Identifier

etd-06222007-110425

Degree

Master of Science (MS)

Department

Renewable Natural Resources

Document Type

Thesis

Abstract

Consistent habitat loss and fragmentation are contributing factors to the rise of human-bear conflicts in south Louisiana. Complaints associated with nuisance activities of Louisiana black bears (Ursus americanus luteolus) experienced in this region have steadily increased since 2000, requiring intervention by state and federal agencies. As a threatened species, Louisiana black bears require non-lethal management referred to as aversive conditioning. We used rubber buckshot and dogs to test the effectiveness of management techniques used by the state to deter nuisance activity by black bears. Eleven bears, representing approximately 15% of the estimated population in this region, were captured in residential and industrial areas reporting nuisance activity. Bears were fitted with radio-transmitting collars and released within 2 km of the capture site. Each bear was randomly placed within 1 of 2 treatments; treatment 1 (n=5) used rubber buckshot and treatment 2 (n=6) used the rubber buckshot in combination with dogs.

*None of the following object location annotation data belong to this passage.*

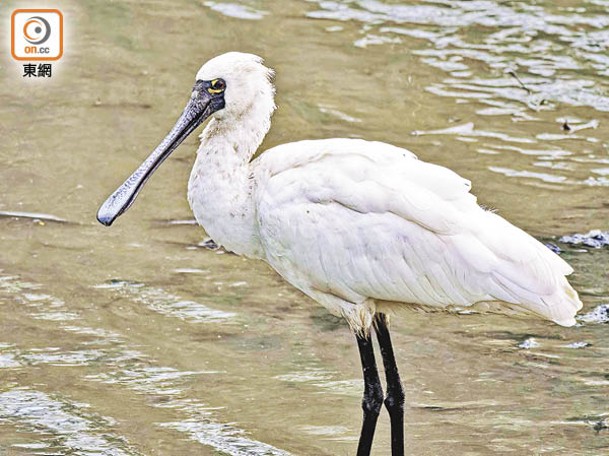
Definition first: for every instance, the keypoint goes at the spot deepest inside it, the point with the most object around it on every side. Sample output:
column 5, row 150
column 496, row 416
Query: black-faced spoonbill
column 363, row 228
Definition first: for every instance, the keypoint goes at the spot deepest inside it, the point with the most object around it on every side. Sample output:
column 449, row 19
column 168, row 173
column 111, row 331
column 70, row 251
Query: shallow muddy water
column 138, row 340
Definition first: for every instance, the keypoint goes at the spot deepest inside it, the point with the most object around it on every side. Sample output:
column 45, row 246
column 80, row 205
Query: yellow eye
column 216, row 86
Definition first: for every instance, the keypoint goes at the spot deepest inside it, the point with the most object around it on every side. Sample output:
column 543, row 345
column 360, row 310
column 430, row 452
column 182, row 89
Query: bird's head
column 237, row 81
column 228, row 87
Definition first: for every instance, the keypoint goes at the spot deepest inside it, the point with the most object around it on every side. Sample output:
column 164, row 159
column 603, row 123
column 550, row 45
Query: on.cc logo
column 36, row 30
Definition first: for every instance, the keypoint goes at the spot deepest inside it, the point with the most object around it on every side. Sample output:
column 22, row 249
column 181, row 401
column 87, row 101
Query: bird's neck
column 221, row 186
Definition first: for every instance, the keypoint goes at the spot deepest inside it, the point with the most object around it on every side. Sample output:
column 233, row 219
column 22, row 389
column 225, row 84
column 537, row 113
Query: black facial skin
column 207, row 97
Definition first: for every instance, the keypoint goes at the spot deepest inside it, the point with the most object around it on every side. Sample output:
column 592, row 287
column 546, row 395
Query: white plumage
column 360, row 226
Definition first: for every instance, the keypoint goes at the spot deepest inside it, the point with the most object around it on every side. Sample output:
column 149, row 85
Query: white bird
column 363, row 228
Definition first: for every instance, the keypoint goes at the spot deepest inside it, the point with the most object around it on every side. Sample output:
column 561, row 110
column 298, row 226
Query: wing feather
column 365, row 220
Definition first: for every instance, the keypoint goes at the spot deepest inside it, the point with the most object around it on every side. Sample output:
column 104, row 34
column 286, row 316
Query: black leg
column 395, row 393
column 373, row 394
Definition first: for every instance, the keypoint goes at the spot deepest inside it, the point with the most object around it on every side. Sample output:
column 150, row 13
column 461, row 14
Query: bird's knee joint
column 395, row 401
column 372, row 401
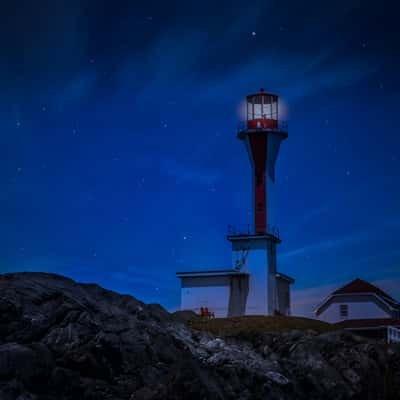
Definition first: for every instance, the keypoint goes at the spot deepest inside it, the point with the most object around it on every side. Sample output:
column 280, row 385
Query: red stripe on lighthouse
column 258, row 145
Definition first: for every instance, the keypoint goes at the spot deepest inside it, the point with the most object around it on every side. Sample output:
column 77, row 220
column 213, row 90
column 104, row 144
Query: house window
column 344, row 310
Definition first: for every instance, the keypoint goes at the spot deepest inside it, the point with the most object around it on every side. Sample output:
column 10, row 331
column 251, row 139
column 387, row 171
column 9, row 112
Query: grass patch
column 238, row 326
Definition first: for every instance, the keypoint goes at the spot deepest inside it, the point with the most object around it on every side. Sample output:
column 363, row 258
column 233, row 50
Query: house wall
column 210, row 292
column 356, row 310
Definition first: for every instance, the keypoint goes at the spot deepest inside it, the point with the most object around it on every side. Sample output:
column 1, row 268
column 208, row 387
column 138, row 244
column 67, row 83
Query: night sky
column 119, row 158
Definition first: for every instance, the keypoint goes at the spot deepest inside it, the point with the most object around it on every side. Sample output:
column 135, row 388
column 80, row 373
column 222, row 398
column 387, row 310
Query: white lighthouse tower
column 252, row 285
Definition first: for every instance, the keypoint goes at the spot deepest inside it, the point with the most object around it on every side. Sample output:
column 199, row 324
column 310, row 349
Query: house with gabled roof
column 361, row 306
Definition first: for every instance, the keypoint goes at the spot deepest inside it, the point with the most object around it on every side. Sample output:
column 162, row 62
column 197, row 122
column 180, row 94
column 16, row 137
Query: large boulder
column 63, row 340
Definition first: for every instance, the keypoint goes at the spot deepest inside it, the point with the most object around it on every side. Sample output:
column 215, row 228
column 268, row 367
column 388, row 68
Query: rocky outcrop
column 64, row 340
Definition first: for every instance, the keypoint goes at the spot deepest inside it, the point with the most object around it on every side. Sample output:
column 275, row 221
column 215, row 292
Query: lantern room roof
column 261, row 92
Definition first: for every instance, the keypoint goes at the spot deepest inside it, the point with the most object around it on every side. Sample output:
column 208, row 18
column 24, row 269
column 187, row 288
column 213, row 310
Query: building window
column 344, row 310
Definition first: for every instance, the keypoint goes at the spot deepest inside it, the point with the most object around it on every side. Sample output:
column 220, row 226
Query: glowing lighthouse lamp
column 252, row 286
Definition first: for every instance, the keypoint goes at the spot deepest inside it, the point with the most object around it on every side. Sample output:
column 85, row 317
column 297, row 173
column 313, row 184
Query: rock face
column 64, row 340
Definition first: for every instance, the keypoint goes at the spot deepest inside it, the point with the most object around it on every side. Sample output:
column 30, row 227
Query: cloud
column 355, row 237
column 185, row 173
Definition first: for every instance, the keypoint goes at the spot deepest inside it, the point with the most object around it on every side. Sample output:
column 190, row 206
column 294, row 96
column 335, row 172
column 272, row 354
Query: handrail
column 280, row 126
column 247, row 229
column 393, row 334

Bears were monitored using telemetry to estimate movements and interactions with anthropogenic resources. Bears, on average, remained within 2 km of capture sites 2 weeks following release. Ten bears (91%) returned to nuisance behavior within 5 months, regardless of treatment. Results suggest that aversive conditioning techniques used to deter bears from nuisance activity have limited short term effectiveness.

Date

2007

Document Availability at the Time of Submission

Release the entire work immediately for access worldwide.